Evaluate the definite integral $\int_{\frac{\pi}{2}}^{\pi} e^{x}\left(\frac{1-\sin x}{1-\cos x}\right) d x$.

(D) Let $I = \int_{\frac{\pi}{2}}^{\pi} e^{x}\left(\frac{1-\sin x}{1-\cos x}\right) d x$.
Using trigonometric identities $1-\sin x = 1-2 \sin \frac{x}{2} \cos \frac{x}{2}$ and $1-\cos x = 2 \sin^{2} \frac{x}{2}$,we get:
$I = \int_{\frac{\pi}{2}}^{\pi} e^{x} \left( \frac{1-2 \sin \frac{x}{2} \cos \frac{x}{2}}{2 \sin^{2} \frac{x}{2}} \right) d x$
$I = \int_{\frac{\pi}{2}}^{\pi} e^{x} \left( \frac{1}{2} \csc^{2} \frac{x}{2} - \cot \frac{x}{2} \right) d x$
Let $f(x) = -\cot \frac{x}{2}$. Then $f'(x) = -(-\frac{1}{2} \csc^{2} \frac{x}{2}) = \frac{1}{2} \csc^{2} \frac{x}{2}$.

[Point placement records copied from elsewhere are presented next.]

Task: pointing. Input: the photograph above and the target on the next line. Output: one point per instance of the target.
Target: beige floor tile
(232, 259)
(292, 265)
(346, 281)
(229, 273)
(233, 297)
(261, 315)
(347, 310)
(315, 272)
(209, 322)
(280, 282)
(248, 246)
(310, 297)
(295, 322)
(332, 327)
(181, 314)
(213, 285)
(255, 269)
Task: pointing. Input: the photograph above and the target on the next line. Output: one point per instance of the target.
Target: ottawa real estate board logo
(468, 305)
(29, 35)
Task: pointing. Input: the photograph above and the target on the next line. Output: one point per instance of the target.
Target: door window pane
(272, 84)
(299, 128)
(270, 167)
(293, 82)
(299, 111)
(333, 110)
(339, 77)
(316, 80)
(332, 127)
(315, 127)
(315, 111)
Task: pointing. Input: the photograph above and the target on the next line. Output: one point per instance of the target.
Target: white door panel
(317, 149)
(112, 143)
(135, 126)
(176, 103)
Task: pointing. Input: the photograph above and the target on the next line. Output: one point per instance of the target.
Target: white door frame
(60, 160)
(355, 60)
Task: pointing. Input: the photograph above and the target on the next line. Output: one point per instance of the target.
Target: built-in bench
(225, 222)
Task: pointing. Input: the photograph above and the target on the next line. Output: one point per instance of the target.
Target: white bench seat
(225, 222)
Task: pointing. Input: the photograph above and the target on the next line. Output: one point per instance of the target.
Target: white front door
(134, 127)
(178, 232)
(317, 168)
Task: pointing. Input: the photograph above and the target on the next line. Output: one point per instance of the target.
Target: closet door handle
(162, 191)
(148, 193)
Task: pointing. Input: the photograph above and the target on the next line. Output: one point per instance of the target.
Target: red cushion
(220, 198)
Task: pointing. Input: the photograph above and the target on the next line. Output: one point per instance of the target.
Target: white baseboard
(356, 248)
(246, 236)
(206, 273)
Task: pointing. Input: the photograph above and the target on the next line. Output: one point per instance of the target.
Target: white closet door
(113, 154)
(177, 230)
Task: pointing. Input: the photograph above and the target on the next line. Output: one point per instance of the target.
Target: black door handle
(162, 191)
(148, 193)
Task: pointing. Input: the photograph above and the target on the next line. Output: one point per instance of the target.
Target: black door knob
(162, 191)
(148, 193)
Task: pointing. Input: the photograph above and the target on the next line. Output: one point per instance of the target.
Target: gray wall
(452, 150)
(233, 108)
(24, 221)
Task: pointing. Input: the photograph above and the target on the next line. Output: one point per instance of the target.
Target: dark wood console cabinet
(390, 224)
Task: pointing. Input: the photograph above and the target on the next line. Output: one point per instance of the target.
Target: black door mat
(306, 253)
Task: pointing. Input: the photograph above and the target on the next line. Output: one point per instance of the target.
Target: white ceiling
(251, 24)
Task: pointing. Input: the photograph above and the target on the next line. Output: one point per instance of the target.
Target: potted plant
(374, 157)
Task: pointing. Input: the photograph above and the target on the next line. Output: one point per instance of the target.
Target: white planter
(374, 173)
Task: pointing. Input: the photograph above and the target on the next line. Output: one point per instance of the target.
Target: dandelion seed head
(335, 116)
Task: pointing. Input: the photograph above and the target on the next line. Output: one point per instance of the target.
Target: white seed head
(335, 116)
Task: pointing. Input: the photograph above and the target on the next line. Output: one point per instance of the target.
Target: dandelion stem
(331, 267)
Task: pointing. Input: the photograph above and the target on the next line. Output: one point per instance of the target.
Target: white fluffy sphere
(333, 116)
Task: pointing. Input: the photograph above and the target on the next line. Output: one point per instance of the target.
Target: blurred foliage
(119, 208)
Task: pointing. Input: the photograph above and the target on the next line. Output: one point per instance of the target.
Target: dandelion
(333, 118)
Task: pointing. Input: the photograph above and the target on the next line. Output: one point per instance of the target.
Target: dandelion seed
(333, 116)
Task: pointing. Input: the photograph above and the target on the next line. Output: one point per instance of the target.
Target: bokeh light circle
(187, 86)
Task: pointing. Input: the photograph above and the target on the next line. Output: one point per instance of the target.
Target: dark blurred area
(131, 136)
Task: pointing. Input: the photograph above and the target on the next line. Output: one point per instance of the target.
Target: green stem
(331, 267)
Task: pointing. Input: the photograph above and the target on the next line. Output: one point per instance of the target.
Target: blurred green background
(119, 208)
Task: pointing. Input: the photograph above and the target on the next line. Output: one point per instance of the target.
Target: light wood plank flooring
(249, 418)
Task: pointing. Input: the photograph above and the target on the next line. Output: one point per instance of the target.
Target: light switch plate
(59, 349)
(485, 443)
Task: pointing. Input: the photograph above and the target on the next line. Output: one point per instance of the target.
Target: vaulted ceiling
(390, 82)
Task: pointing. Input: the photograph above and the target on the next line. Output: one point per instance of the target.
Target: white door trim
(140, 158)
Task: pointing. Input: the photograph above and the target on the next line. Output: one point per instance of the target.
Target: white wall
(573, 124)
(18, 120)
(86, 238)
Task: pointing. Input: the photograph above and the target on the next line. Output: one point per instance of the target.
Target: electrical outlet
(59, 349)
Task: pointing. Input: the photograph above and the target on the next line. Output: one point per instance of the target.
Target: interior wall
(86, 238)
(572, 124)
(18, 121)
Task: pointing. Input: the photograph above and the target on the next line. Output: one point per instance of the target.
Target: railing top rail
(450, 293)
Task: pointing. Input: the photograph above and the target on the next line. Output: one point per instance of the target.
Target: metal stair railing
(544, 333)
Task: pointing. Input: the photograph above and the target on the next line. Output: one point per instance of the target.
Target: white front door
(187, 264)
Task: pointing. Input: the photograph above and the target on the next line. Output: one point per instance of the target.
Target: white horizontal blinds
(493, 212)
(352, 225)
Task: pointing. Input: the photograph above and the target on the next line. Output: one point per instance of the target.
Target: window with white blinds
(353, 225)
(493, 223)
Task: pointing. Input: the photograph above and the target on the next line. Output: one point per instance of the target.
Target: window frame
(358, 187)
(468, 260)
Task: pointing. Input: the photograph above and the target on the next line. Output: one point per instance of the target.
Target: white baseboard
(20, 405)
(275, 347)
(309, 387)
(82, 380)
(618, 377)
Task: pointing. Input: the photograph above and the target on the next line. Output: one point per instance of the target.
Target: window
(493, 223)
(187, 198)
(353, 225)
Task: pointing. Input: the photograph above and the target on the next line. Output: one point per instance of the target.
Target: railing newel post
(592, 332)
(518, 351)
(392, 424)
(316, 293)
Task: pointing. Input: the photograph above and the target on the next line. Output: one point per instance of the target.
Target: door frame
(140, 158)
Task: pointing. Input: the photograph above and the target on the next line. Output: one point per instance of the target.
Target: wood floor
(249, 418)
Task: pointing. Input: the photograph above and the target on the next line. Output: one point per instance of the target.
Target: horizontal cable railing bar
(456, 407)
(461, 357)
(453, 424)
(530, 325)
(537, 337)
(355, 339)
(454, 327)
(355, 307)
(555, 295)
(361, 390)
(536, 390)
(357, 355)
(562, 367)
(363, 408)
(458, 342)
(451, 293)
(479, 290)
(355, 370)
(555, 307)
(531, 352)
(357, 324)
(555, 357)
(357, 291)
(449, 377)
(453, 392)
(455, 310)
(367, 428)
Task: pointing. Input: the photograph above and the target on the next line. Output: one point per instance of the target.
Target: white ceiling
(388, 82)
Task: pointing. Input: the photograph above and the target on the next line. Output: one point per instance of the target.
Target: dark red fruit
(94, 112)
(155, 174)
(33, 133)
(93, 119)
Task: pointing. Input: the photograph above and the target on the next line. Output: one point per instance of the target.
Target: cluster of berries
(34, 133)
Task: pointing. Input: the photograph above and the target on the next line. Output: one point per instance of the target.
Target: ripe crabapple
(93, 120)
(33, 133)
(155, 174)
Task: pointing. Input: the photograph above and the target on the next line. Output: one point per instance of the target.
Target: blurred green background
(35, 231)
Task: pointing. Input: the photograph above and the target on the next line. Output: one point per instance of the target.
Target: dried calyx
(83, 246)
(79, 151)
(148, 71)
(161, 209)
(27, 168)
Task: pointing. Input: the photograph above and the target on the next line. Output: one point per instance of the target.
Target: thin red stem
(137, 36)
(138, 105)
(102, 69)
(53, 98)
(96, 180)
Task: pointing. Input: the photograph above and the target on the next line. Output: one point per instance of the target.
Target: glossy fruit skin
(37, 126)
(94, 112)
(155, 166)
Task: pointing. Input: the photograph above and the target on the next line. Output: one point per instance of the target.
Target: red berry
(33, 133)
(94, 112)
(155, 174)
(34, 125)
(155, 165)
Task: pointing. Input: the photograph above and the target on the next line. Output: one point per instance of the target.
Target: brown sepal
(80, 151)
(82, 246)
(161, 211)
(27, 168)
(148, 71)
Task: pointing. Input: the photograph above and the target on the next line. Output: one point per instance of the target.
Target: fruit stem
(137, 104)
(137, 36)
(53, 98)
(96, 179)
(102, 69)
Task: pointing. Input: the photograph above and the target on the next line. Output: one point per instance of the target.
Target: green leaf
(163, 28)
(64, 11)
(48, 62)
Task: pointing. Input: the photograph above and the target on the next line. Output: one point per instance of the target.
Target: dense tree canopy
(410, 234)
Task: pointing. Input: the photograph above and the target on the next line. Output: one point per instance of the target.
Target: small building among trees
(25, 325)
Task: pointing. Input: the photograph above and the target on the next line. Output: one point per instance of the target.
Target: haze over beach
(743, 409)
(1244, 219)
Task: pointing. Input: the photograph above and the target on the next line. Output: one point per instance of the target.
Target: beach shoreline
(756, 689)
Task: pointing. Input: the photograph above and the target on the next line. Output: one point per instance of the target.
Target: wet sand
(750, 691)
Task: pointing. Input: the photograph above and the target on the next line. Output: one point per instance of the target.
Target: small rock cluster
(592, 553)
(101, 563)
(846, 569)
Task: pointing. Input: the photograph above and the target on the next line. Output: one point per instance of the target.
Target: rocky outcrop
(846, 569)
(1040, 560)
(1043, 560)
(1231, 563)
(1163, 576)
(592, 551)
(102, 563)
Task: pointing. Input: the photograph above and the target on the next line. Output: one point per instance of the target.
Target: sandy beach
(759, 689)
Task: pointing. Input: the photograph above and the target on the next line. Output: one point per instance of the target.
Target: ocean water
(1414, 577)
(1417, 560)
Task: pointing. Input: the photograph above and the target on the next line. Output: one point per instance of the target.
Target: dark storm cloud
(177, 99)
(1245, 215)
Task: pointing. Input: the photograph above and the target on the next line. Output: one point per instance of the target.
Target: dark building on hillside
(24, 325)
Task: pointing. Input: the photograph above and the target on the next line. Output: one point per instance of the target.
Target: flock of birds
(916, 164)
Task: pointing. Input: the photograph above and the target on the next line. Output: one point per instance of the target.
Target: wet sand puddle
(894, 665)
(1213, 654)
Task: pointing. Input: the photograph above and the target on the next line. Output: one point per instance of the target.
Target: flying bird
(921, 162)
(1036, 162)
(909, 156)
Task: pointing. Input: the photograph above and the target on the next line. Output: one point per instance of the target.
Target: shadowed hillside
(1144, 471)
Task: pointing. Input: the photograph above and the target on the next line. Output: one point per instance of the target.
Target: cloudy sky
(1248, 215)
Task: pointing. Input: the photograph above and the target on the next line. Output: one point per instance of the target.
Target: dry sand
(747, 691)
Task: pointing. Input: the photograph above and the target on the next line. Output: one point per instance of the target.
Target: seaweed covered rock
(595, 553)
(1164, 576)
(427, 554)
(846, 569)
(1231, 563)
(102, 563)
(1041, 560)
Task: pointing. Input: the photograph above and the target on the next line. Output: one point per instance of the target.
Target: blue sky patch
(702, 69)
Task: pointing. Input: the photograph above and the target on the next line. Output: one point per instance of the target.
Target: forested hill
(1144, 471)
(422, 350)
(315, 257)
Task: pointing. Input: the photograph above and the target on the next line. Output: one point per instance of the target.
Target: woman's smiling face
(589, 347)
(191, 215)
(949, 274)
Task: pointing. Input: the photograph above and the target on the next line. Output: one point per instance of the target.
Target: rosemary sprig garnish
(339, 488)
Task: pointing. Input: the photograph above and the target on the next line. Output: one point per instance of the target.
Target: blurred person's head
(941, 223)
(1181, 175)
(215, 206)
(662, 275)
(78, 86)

Since $\int e^{x} (f(x) + f'(x)) d x = e^{x} f(x) + C$,we have:
$I = \left[ e^{x} (-\cot \frac{x}{2}) \right]_{\frac{\pi}{2}}^{\pi}$
$I = -\left[ e^{\pi} \cot \frac{\pi}{2} - e^{\frac{\pi}{2}} \cot \frac{\pi}{4} \right]$
Since $\cot \frac{\pi}{2} = 0$ and $\cot \frac{\pi}{4} = 1$:
$I = -\left[ e^{\pi} (0) - e^{\frac{\pi}{2}} (1) \right] = e^{\frac{\pi}{2}}$.